06 March 2012

New Energy? Same Old Stuff #nlpoli

After more than a year in office and the better part of six months after the last election, the Dunderdale Tories delivered their second throne speech opening a new session of the province’s legislature.

For a bunch that are supposedly anxious to break with the past, they spent a lot of time talking about how much things haven’t changed.

Get beyond the very long-winded introductory material that took every back to the middle of the 19th century, you will find a paragraph that includes a series of sentences that all began with “This is the Government that…”.

At the end, they are talking about a set of routine changes to the public tender act and the access to information law.  The latter is now two years overdue, having started in March 2010.

The speech then made an interesting reference to how the current administration spends public money.  At least one reporter heralded this bit as proof the Dunderdale Tories are serious about fiscal restraint and getting spending under control.

Yeah, well, that isn’t what’s in the speech.

The speech talks about “a long-term, multi-year approach”.  Then it talks about how the government is “determined to achieve efficiencies” and  “to maximize the value of every public dollar spent”.

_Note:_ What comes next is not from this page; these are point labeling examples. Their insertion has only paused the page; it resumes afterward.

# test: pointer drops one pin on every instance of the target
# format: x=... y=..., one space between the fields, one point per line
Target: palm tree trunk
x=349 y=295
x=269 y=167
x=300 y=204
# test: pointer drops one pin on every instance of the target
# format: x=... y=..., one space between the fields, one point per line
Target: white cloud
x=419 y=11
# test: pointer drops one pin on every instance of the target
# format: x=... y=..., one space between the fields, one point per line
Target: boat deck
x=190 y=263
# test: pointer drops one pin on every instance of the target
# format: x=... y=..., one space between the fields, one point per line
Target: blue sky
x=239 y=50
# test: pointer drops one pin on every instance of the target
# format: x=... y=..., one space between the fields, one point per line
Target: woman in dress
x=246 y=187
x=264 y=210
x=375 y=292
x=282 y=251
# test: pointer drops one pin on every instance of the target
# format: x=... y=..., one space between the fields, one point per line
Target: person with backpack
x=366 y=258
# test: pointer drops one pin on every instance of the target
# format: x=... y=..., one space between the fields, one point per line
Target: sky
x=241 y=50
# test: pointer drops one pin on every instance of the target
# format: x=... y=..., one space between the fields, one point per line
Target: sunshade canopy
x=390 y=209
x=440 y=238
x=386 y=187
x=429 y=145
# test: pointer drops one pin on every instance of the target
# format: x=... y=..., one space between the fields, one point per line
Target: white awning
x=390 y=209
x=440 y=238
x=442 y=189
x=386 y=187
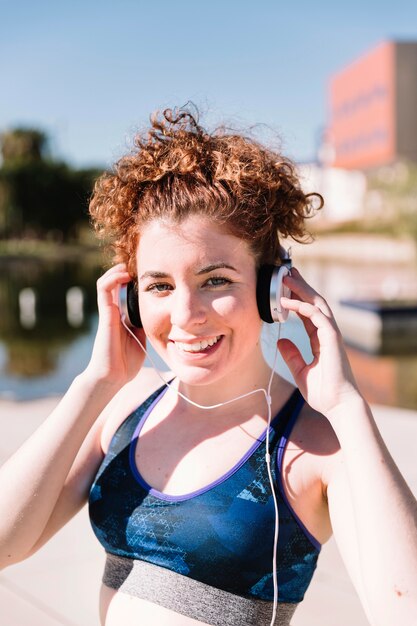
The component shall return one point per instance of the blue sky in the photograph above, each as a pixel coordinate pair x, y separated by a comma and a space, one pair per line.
90, 72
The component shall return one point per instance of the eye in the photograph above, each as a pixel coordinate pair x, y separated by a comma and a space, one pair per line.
159, 287
218, 281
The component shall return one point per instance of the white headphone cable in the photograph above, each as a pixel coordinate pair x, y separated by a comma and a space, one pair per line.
268, 398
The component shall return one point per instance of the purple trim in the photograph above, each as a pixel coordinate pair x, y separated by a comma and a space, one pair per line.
164, 496
280, 455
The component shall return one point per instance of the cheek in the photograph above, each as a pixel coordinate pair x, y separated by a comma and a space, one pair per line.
238, 311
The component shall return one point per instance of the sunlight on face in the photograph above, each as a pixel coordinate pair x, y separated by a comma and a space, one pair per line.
197, 297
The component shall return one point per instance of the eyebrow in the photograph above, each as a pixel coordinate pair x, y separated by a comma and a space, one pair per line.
204, 270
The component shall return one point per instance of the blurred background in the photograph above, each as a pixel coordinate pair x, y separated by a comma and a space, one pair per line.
333, 85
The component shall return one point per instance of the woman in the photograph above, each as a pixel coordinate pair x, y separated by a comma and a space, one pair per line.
179, 495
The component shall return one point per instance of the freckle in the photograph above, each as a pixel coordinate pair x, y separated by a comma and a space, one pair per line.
398, 592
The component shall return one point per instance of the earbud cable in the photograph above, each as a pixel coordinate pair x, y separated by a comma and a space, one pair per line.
268, 398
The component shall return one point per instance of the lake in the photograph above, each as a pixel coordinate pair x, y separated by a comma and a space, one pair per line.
48, 322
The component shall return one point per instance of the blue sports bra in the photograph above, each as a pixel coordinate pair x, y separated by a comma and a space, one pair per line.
221, 535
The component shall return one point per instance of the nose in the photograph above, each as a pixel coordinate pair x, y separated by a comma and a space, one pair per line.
188, 308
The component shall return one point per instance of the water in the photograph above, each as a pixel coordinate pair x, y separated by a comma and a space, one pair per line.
47, 330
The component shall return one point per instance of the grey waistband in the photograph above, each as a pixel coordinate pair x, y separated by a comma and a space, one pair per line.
190, 597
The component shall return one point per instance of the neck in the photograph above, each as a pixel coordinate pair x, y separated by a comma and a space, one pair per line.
230, 387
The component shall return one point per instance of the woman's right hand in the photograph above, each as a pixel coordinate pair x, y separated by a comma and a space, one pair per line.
116, 356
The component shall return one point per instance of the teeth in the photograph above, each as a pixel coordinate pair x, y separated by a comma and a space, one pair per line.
198, 346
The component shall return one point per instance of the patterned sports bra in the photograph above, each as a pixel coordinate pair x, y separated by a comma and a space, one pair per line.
221, 535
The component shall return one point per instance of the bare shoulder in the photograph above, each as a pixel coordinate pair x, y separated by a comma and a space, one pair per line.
310, 453
314, 434
127, 400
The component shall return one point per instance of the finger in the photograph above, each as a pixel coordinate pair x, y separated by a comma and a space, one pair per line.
304, 291
292, 357
308, 310
311, 331
108, 284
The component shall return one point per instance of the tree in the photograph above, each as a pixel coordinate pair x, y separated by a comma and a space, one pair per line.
40, 196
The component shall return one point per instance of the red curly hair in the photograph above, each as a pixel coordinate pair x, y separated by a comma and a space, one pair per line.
177, 169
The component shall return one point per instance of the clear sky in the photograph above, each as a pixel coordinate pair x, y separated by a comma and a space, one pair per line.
90, 72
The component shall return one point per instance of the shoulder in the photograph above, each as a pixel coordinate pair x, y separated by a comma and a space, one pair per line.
311, 451
127, 400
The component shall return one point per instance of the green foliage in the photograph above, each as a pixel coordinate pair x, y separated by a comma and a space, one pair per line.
22, 145
40, 197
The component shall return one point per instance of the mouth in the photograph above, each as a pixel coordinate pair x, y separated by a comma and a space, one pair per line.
203, 346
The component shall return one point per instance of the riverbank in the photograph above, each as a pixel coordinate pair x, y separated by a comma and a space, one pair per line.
357, 248
59, 585
42, 249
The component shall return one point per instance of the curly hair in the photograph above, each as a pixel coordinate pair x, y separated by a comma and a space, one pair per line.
177, 169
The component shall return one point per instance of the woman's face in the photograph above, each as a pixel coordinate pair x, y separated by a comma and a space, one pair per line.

Not exactly anything concrete in that.

Then they repeat the commitment we’ve already heard:
Improving Newfoundland and Labrador’s debt position even more in the next 10 years to achieve the same per-capita debt as the Canadian average is a goal the province can reach through discipline in spending and the allocation of a significant portion of surpluses to debt reduction…
Sounds marvellous, doesn’t it?  No doubt someone could easily be fooled if they didn’t read the paragraph before that.  That’s where the government pledged they would stay the fiscal course:
to ensure we continue to live within our fiscal means.
Continue?  They haven’t been living within the public’s means as it is, so continuing would not be good at all.
And that debt thingy is a bit of old Tory verbal bullshit.  This is the government that like to claim they’ve reduced the public debt.  This is the government that included the claim about debt reduction in the throne speech:
Already, it has reduced the province’s burden of debt by more than a third from a high of $12 billion to an estimated $7.7 billion at March 31.
Problem is that the claim just isn’t true. 

It’s false.

A total crock of crap.

The gross public debt – the bit that determines the annual burden of servicing the debt – is more than $12 billion.  What the speech refers to is net debt, an accountant's calculation of assets and liabilities. 

This is the government that took every surplus and simply socked the money in the bank.
This is the government that put a tag on it to spend on the Muskrat Falls dam.

And that’s all they’ve done.

Take it altogether and you have words in the speech that might fool some people into believing it means spending control in the future.

But since this is the government that hasn’t been able to control its spending since at least 2005, this is the government that merely pledged to deliver more of the same.

Then they pledged to spend money on health care.  There’s a novel idea.

Then there’s a mention of a three year old change to child protection laws that is only just now finishing up.
Then there’s a reference to more of the same education and employment subsidy programs that have been in place for years as well as more spending on K-12 education.

When you get beyond that bit, the speech mentions a new poverty reduction strategy, as if the current one is finished.

There’s a reference to economic diversification but no sense of what the current administration understands that to mean actual changes to current policy.  On the contrary,  while so many parts of the province have grown more dependent on government spending, the throne speech uses exactly that – the references to Grand Falls-Windsor and Stephenville - as examples of how the government intends to move in the future.

And after all that there’s the obligatory recital of the Muskrat Falls project.

Nowhere in the throne speech is there a single significant new idea of any kind.